Basil stuck out his lower lip till it looked bulbous — tumerous. She would have seen him ageing before her eyes if she had looked at him, but she did not want to.

Then, she heard, he had lightened his tone of voice, and was using a staccato delivery by which he no doubt hoped to hustle their opponent. ‘What I am unable to believe is that this apparently evolved city can’t provide some kind of asylum for the aged. Oh, I don’t mean the poor house — but a simple life in agreeable surroundings which a woman like our mother might accept.’

‘There’s the Thorogood Village,’ Mr Wyburd admitted. ‘A great many people of both sexes retire to it and enjoy one another’s company in a more bracing climate than ours. I think Mrs Hunter would not accept it,’ he added simply.

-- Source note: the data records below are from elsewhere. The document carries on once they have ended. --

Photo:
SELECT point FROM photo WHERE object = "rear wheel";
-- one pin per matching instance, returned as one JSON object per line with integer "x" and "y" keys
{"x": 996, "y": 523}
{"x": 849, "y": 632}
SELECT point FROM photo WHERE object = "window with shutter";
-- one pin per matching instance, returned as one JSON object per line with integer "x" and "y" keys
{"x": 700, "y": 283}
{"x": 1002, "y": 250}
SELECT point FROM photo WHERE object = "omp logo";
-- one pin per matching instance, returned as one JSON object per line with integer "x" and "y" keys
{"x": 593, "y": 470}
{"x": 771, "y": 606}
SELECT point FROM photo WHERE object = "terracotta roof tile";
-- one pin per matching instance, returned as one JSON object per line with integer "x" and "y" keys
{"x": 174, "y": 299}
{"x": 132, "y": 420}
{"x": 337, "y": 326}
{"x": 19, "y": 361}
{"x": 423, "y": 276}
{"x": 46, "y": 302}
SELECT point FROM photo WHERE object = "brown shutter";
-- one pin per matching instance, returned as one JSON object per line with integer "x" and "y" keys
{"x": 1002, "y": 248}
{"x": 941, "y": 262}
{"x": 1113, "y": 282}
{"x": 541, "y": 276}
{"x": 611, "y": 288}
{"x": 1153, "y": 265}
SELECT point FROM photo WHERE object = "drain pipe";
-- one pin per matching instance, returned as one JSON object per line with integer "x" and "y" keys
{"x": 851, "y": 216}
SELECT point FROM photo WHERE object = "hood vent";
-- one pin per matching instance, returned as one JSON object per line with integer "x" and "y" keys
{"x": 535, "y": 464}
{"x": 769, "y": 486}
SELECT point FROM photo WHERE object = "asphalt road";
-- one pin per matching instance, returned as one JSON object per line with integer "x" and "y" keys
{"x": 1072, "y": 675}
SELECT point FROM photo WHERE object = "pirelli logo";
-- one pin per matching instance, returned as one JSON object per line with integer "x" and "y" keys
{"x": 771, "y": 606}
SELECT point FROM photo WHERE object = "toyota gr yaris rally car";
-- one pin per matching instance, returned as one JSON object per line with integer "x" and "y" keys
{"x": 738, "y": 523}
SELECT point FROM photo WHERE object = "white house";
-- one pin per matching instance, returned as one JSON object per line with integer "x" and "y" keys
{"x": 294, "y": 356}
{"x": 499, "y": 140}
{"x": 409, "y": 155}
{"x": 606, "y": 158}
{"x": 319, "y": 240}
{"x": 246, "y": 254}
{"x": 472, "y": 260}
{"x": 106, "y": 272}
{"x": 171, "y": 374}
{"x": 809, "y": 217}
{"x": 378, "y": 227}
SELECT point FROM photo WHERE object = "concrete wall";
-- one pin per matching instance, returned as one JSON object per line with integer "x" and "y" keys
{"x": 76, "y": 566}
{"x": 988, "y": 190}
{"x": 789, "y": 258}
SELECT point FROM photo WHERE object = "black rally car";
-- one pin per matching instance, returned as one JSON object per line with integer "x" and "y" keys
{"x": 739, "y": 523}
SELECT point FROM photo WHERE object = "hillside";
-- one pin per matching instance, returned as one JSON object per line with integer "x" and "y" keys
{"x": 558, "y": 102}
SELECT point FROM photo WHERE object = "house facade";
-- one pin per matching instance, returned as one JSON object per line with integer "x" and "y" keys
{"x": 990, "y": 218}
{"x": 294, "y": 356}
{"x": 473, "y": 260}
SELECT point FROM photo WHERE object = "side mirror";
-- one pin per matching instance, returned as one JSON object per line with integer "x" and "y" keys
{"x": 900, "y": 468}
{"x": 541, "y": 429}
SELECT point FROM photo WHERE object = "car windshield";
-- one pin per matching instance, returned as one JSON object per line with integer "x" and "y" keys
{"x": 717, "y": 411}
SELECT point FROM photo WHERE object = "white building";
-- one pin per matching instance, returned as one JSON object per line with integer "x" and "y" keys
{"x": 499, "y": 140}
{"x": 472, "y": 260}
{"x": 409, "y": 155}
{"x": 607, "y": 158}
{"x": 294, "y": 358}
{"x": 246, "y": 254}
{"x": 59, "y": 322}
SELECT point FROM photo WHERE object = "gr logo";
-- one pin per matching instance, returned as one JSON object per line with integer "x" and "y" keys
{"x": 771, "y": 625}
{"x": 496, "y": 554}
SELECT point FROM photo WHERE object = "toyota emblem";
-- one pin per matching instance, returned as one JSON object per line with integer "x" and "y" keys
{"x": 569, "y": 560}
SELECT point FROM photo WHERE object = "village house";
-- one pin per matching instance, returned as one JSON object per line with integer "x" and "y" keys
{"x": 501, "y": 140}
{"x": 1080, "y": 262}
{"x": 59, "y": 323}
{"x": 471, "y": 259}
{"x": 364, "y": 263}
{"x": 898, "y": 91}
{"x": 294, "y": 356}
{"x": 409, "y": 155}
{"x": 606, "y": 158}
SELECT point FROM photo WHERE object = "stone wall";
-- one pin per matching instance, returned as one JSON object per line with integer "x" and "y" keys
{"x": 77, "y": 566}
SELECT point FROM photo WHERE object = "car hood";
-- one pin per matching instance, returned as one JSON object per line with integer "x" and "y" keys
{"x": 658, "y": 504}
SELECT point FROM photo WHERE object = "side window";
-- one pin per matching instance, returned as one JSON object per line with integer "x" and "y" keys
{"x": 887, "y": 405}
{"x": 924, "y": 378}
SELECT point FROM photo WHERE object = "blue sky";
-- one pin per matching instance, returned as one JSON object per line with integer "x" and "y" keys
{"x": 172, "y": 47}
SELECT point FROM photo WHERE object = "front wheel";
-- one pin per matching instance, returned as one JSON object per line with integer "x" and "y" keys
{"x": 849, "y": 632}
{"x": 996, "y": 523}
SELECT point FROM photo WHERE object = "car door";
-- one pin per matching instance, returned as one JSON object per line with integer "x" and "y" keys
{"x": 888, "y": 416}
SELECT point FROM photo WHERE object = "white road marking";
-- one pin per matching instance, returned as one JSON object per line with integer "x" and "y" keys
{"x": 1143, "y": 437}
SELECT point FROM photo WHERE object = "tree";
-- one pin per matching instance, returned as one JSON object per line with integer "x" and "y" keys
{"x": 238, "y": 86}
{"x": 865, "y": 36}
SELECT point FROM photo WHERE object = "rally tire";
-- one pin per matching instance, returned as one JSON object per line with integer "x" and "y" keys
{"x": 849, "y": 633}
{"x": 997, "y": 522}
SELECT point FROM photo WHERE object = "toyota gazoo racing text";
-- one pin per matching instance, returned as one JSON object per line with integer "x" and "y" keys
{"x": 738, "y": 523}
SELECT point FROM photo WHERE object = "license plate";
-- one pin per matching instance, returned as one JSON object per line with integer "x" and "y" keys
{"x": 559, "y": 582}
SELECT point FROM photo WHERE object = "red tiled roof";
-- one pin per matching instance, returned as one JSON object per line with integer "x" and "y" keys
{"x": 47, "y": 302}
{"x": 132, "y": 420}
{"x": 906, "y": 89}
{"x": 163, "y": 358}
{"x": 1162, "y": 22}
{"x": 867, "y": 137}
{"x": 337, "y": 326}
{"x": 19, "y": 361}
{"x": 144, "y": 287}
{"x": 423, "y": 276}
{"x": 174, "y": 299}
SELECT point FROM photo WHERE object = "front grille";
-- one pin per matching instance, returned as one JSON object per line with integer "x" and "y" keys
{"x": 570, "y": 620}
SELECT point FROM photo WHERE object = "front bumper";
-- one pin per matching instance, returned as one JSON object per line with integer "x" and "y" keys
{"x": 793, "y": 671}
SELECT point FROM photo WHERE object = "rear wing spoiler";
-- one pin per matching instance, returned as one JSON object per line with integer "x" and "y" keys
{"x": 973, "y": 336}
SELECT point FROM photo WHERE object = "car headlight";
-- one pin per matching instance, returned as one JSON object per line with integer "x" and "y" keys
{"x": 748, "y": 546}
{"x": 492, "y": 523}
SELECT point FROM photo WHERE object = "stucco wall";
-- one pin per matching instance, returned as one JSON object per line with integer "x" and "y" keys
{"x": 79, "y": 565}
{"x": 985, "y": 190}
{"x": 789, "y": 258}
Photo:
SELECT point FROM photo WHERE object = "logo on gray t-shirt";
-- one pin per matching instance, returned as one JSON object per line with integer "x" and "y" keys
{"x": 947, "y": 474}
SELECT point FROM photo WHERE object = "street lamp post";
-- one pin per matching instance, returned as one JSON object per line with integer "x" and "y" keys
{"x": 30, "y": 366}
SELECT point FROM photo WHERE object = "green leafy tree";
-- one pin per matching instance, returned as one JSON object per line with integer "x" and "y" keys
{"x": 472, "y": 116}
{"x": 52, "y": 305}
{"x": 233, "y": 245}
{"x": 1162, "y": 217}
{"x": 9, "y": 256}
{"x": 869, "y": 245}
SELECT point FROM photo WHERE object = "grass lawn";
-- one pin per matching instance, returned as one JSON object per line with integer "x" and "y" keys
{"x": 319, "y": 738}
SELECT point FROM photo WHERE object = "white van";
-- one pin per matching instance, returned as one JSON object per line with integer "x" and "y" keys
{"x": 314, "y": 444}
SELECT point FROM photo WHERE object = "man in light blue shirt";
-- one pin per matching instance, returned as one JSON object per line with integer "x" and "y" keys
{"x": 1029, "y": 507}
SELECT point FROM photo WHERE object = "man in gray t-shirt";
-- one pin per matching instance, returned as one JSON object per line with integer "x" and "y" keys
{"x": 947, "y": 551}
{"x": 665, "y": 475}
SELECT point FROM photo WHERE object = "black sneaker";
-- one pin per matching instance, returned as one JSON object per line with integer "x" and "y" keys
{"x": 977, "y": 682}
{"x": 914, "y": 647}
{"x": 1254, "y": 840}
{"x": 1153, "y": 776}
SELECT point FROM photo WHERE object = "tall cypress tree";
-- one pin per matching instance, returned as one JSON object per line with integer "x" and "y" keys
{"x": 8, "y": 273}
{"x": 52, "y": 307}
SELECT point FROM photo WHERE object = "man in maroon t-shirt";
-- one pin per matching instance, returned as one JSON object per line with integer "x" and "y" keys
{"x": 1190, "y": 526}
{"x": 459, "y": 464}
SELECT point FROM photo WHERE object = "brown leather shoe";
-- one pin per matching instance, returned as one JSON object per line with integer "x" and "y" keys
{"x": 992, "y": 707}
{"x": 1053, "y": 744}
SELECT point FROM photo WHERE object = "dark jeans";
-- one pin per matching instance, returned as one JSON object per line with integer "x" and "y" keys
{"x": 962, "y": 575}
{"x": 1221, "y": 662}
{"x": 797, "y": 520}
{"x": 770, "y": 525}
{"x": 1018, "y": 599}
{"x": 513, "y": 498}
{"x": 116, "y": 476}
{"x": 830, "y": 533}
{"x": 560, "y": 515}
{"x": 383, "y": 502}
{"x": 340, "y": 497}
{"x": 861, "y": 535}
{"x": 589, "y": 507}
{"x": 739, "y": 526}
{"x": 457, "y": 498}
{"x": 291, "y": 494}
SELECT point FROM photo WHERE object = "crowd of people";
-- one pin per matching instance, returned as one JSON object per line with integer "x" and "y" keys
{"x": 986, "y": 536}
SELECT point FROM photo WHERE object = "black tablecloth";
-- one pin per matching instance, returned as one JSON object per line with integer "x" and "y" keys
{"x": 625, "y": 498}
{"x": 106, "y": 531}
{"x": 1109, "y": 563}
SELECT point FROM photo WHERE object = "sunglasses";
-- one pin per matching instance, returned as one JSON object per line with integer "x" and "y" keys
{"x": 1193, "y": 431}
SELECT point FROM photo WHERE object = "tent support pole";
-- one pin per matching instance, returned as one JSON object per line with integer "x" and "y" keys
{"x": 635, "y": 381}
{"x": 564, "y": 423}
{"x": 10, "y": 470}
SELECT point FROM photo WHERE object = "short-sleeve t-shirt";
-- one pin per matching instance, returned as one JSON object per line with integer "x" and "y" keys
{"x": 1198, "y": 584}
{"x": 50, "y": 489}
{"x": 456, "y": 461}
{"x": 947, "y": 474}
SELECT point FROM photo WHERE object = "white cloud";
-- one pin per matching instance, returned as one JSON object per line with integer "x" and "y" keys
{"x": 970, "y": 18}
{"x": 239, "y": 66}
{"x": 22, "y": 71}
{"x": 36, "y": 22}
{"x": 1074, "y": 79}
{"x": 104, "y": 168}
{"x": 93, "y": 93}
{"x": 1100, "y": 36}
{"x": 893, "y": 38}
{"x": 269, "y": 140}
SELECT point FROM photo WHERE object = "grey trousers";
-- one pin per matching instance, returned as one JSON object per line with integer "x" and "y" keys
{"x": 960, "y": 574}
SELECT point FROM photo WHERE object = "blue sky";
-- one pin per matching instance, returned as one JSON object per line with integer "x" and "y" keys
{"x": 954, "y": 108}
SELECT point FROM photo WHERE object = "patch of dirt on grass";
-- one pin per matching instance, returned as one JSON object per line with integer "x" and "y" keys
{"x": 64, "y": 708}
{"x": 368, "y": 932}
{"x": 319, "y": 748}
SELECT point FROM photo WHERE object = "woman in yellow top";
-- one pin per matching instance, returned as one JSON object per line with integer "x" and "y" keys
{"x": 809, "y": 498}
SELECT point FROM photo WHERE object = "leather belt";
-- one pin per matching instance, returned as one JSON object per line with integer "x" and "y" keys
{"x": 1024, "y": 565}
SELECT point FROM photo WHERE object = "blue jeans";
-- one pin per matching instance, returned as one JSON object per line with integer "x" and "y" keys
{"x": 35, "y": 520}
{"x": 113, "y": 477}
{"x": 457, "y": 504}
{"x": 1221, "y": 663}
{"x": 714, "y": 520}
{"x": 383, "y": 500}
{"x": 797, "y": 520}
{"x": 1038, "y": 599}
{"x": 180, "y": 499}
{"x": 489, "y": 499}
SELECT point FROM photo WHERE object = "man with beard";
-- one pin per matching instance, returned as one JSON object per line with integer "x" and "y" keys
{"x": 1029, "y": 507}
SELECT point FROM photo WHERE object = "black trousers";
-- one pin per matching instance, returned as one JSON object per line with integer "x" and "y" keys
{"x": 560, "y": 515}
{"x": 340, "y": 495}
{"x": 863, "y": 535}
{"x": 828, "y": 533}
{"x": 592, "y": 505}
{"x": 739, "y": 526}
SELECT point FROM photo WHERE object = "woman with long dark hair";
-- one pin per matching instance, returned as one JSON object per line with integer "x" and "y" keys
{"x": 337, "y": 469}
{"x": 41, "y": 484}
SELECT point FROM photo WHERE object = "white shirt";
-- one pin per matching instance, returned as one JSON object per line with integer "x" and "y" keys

‘What about the nuns?’ the Princesse de Lascabanes asked with appropriate reverence and a wistful smile. ‘I’ve known several old unregenerate ladies end their days very happily in convents.’ Mother, who hadn’t the rudiments of a religious faith, could not be expected to appreciate the spiritual balm the Church had to offer; it would be too tiresome if she refused to see the practical advantages of an organization to which she need only be superficially obliged.